Esas No: 2015/15895
Karar No: 2016/1979
Karar Tarihi: 11.04.2016
Uyuşturucu madde ticareti yapma - Yargıtay 20. Ceza Dairesi 2015/15895 Esas 2016/1979 Karar Sayılı İlamı
"İçtihat Metni"
Mahkemesi : Ağır Ceza Mahkemesi
Suç : Uyuşturucu madde ticareti yapma
Hükümler : 1-Sanık ... hakkında davanın reddi,
2-Diğer sanıklar hakkında mahkûmiyet
Dosya incelendi.
GEREĞİ GÖRÜŞÜLÜP DÜŞÜNÜLDÜ:
Sanıklar... hakkındaki hükmün temyiz edilmediği belirlenerek yapılan incelemede;
A)Sanık ... hakkında “uyuşturucu madde ticareti yapma” suçundan verilen davanın reddine ilişkin hükme yönelik temyiz talebinin incelenmesinde;
Yapılan yargılamaya, toplanıp karar yerinde gösterilen delillere, mahkemenin yargılama sonuçlarına uygun şekilde oluşan inanç ve takdirine, incelenen dosya içeriğine göre, sanık müdafiinin yerinde görülmeyen temyiz itirazlarının reddiyle, hükmün ONANMASINA,
B) Diğer sanıklar hakkında uyuşturucu madde ticareti yapma suçundan kurulan mahkûmiyet hükümlerinin incelenmesinde;
Sanıklar.... ve ... müdafılerinin temyiz incelemesinin duruşmalı olarak yapılmasına ilişkin isteğinin süresinden sonra olması nedeniyle, 5320 sayılı Kanun"un 8/1, 1412 sayılı CMUK"nın 318. ve 5271 sayılı CMK’nın 299. maddeleri uyarınca reddine karar verilerek, duruşmasız inceleme yapılmıştır.
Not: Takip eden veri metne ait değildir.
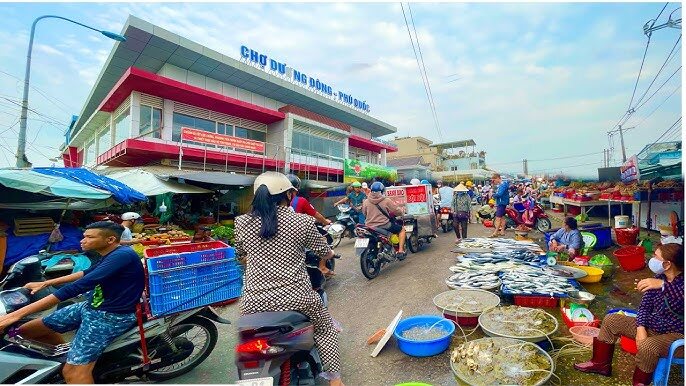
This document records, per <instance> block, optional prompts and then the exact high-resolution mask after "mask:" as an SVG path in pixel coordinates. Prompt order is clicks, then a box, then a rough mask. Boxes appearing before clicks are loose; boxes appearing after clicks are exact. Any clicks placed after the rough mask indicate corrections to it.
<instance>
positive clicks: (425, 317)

Yargılama dosyasının incelenmesi sonucu tespit edilen hukuka aykırılıklar:
I-Gizli soruşturmacı görevlendirilmesine ilişkin karardaki hukuka aykırılıklar:
Gizli soruşturmacı kararının alındığı 22.01.2009 ve 13.03.2009 tarihinde yürürlükte bulunan 5271 sayılı CMK’nın “Gizli soruşturmacı görevlendirilmesi” başlıklı 139. maddesine göre; “Madde 139-(1) Soruşturma konusu suçun işlendiği hususunda kuvvetli şüphe sebeplerinin bulunması ve başka surette delil elde edilememesi halinde, hâkim veya gecikmesinde sakınca bulunan hallerde Cumhuriyet savcısı kararı ile kamu görevlileri gizli soruşturmacı olarak görevlendirilebilir.” maddeye göre gizli soruşturmacı görevlendirilmesi için;
1- Suç, kanunda sayılan ve gizli soruşturmacı kullanılabilecek suçlardan olmalıdır,
2- Suçun işlendiği hususunda somut delillere dayanması, kuvvetli şüphe sebeplerinin bulunması,
3- Başka yolla delil elde edilme imkânının bulunmaması,
4-Hâkim veya gecikmesinde sakınca bulunan hallerde Cumhuriyet savcısının kararının bulunması,
5- Suçun örgüt faaliyeti çerçevesinde işlenmiş bir suç olması gereklidir.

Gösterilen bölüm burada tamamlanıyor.